Later, there would be a curious boy named Kubo, a one-eyed storyteller who brought paper and leaves whirling to life with the music of his shamisen. And later, there would be a Monkey and a Beetle who would happily give all they had so that Kubo could live.
But all that Sariatu knew in that moment was Hanzo's eyes and the joyful peace dancing within them. All she could perceive was the blaze of his mortality, as warm and immediate and ephemeral as her everlasting soul had always been cold and distant and diffuse. And for the first time in her immortal life, she looked at another being and truly saw.
"Come," she said simply, sheathing her sword with one swift motion.
Sariatu helped the exhausted and bewildered samurai to his feet and wrapped her arms about him, feeling the magic swell within her as it lifted the two of them from the ground and swept them out of the cave, into the night towards Hanzo's fortress. (She would leave him there with a promise to visit often, so that she could return to her family and lie to them, tell them that she had chased the samurai from the Temple of Bones before her sisters arrived and executed him elsewhere.)

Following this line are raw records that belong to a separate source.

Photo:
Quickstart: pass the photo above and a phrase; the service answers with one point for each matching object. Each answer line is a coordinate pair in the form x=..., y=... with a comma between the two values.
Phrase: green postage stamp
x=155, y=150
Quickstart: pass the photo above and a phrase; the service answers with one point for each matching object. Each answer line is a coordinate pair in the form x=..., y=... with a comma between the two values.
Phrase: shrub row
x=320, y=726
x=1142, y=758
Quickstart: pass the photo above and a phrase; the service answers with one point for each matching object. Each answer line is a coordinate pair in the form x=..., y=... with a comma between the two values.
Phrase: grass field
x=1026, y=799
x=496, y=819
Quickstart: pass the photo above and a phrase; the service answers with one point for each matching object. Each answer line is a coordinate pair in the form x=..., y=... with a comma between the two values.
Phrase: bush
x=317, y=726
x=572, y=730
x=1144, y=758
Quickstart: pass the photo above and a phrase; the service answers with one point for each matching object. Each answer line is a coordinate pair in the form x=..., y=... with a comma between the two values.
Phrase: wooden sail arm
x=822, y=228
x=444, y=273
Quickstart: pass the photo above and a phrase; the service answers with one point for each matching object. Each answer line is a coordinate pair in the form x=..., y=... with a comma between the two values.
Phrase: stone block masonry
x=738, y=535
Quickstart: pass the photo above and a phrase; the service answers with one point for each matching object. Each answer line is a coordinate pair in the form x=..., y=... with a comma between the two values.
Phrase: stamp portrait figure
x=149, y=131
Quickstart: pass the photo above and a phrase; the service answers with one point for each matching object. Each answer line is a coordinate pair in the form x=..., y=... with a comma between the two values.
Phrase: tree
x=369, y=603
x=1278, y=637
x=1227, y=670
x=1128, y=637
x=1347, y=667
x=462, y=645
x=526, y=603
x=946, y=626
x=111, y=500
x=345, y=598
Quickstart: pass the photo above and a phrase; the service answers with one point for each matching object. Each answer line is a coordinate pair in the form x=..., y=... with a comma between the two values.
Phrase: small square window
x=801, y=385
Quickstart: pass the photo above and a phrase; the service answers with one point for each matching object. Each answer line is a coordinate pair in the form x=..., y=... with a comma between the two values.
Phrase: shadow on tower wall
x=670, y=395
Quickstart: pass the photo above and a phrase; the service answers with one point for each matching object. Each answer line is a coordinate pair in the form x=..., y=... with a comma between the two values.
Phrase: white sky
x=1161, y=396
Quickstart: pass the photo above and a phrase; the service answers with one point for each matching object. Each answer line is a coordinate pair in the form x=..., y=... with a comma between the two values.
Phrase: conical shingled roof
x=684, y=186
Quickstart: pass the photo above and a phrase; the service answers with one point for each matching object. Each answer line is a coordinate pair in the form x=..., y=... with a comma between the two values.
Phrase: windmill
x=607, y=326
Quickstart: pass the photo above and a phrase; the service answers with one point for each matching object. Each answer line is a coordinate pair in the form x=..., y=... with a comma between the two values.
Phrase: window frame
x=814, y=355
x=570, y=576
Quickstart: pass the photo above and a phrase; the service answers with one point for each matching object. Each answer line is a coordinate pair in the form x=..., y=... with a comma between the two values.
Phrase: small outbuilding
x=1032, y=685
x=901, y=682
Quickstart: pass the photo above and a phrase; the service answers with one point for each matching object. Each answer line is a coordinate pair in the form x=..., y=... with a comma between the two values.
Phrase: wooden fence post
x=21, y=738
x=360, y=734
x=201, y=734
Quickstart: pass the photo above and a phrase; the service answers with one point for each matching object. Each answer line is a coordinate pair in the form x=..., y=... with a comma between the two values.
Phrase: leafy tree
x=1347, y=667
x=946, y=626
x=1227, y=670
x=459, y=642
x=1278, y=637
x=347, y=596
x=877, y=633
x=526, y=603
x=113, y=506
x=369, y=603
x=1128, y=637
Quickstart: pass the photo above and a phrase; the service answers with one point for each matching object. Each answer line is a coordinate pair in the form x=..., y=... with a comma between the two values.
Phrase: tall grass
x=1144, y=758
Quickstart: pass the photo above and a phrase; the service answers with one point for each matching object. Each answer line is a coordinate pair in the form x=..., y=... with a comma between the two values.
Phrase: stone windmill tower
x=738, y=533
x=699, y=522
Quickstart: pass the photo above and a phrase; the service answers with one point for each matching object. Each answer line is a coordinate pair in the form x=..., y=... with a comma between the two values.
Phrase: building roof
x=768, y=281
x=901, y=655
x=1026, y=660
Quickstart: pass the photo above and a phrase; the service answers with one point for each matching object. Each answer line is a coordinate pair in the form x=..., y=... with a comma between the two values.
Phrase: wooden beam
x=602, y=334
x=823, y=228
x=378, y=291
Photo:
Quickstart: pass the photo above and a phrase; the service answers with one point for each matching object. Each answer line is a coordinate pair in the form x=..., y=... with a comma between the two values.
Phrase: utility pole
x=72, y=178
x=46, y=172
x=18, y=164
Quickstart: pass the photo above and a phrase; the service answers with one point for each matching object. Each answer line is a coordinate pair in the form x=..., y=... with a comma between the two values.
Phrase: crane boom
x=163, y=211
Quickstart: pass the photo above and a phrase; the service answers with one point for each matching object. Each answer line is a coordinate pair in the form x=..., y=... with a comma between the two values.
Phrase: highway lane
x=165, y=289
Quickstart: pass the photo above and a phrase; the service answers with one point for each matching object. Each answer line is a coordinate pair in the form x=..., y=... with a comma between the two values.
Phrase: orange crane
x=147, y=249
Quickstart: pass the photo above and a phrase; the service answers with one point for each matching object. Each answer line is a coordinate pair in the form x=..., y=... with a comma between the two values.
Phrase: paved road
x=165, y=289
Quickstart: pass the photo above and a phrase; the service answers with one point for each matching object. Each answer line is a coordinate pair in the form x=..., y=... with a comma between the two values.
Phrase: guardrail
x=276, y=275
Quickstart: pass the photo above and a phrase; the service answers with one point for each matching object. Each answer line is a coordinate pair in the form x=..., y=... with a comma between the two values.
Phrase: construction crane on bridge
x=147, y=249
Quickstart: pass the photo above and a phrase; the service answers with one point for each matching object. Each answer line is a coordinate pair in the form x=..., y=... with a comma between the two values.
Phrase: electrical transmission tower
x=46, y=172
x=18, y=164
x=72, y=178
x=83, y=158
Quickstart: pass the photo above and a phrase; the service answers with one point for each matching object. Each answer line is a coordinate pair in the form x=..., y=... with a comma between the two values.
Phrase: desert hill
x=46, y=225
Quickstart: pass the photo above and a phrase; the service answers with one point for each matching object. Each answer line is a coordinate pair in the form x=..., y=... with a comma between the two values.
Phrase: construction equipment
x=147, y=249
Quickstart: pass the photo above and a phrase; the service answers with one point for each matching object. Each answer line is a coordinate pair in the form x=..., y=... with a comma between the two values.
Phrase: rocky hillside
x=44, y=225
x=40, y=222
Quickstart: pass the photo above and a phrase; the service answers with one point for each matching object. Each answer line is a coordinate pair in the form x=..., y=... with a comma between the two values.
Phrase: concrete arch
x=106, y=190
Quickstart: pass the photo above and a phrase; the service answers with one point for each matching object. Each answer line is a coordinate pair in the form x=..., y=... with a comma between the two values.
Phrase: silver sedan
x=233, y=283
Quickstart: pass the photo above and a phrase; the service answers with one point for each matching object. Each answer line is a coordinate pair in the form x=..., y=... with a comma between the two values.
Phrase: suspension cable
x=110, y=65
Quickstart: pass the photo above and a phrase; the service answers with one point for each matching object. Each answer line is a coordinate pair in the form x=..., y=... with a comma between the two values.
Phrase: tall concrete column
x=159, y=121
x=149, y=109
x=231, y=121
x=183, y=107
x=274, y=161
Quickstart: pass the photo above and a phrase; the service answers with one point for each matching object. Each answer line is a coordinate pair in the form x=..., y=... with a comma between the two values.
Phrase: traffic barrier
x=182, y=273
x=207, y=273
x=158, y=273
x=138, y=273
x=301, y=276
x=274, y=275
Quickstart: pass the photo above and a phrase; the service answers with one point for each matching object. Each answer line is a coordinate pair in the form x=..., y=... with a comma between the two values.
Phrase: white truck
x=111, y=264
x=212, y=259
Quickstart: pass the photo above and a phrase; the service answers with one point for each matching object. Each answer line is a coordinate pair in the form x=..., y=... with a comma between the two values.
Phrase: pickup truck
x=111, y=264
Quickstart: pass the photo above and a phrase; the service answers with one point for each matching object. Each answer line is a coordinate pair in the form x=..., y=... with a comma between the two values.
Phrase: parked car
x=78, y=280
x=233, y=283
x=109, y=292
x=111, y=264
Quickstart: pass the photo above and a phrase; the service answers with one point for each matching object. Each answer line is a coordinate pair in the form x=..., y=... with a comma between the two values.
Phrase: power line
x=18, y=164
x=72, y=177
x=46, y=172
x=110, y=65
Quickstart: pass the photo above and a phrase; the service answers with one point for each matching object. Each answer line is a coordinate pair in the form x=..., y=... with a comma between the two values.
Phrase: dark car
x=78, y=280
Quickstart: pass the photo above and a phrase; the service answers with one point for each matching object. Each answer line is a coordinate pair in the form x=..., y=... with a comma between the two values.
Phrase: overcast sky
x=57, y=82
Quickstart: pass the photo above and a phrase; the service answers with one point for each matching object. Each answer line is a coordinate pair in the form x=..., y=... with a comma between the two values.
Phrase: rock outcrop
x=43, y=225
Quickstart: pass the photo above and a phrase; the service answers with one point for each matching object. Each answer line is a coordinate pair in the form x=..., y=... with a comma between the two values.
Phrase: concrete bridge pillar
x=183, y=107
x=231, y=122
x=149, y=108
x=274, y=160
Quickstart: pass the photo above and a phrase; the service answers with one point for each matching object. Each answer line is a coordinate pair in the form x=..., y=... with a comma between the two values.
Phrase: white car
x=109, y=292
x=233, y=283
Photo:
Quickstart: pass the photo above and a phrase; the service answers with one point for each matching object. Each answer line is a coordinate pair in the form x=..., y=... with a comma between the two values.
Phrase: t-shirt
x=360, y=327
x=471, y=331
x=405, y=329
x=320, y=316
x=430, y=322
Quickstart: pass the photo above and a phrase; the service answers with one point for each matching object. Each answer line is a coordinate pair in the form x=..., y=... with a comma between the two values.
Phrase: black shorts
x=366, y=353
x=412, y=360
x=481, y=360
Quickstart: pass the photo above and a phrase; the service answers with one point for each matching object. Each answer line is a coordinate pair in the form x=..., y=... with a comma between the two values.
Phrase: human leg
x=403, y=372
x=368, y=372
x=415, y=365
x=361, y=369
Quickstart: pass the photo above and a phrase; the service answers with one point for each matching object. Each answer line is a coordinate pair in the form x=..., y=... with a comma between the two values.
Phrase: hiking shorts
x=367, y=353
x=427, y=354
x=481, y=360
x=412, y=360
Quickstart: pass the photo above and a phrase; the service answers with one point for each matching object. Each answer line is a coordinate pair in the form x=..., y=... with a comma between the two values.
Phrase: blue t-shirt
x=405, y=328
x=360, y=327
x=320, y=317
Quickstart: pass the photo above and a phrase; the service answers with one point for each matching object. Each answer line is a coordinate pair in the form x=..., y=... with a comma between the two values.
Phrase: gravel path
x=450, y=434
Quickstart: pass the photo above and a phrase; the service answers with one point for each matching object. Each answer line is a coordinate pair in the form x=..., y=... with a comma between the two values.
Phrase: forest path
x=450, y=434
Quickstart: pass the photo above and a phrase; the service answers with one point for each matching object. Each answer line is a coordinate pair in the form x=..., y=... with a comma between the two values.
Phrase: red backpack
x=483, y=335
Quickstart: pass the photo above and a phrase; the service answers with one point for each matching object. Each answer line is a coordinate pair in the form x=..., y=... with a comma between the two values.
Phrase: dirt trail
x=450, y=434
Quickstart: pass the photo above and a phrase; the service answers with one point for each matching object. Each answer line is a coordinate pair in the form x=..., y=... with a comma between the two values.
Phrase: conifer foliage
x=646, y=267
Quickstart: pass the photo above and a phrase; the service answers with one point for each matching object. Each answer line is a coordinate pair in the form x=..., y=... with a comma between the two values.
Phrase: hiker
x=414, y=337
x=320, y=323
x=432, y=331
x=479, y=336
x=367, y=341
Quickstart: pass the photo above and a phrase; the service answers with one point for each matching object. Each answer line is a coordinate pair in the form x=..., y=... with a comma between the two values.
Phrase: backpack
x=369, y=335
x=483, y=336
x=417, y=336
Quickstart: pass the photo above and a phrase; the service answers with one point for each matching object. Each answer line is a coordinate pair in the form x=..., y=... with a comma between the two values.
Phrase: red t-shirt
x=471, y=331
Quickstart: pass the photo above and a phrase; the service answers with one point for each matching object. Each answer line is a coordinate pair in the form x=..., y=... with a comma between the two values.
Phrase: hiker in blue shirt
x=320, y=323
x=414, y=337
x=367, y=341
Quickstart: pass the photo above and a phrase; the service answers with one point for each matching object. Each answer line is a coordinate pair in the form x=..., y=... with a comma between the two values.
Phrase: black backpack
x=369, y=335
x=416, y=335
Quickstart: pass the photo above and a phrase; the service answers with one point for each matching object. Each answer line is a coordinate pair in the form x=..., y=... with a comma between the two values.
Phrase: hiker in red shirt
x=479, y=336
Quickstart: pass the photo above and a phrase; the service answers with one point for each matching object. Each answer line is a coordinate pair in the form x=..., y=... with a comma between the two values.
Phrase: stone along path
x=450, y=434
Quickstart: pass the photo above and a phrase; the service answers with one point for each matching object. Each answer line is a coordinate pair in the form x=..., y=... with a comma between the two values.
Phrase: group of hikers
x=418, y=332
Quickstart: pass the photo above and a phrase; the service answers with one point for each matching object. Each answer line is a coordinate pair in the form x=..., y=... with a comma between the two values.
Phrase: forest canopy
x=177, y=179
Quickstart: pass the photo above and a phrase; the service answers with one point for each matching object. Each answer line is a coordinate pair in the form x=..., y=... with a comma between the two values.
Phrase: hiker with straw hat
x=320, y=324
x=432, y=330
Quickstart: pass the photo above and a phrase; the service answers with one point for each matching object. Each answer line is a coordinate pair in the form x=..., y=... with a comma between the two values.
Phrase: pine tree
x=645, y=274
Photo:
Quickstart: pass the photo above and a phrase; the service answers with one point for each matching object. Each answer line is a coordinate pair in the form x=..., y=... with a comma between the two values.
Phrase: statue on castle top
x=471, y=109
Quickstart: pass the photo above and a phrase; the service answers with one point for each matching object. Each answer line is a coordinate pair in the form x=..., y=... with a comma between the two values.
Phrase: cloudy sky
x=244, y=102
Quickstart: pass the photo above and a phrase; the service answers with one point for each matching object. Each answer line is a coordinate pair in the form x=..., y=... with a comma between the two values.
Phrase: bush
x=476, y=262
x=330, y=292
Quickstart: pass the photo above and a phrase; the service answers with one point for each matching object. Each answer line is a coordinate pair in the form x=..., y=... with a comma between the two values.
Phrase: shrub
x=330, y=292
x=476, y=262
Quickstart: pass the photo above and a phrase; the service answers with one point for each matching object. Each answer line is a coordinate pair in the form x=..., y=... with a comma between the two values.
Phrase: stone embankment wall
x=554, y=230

As the pair soared above the moon-drenched landscape, above inky forests and glinting rivers, she could feel Hanzo's right arm tight around her back, could feel his heart thrumming through his breastplate against her own chest, passionate and longing and alive, alive, alive. She wrapped her arms more securely around his neck, the silk of her sleeves fluttering like paper against his armor, and breathed in the scent of him deeply.
Sariatu never doubted that she had made the right choice. She and Hanzo came from different worlds, but they completed each other, complemented each other - the shining swordswoman from the Moon Kingdom, and her fiery warrior in his red beetle robes. Perhaps the disapproving world would become more dangerous for them, but Sariatu knew that their love would make them strong enough to overcome whatever obstacles awaited. She had always trusted the old, oft-repeated wisdom that life has a way of keeping things balanced.
And that really is the least of it.
Author's Note: I also headcanon that Sariatu's snarky comment in the above, about Hanzo expecting her to be a monkey under her mask, leads to a whole little inside joke between the two of them, which in turn leads to Hanzo gifting Sariatu the monkey netsuke that becomes Kubo's "Mr. Monkey" charm. This headcanon, of course, didn't fit cleanly into the above fic, so I thought I'd toss it into a footnote, instead.
And I fully acknowledge that a lot of imagery in this fic is heavily inspired by various Studio Ghibli films. The Temple of Bones, in my mind, looks like something straight out of "Princess Mononoke," in no small part because I really enjoy imagining how much Monkey and Moro the Wolf Goddess would get along. And the very end of this story intentionally feels a lot like the flight sequence in "The Tale of the Princess Kaguya" because I really couldn't resist referencing a different visually-stunning animated film about a celestial princess whose enjoyment of life on earth is stymied by Awful People From The Moon Who Don't Understand Love.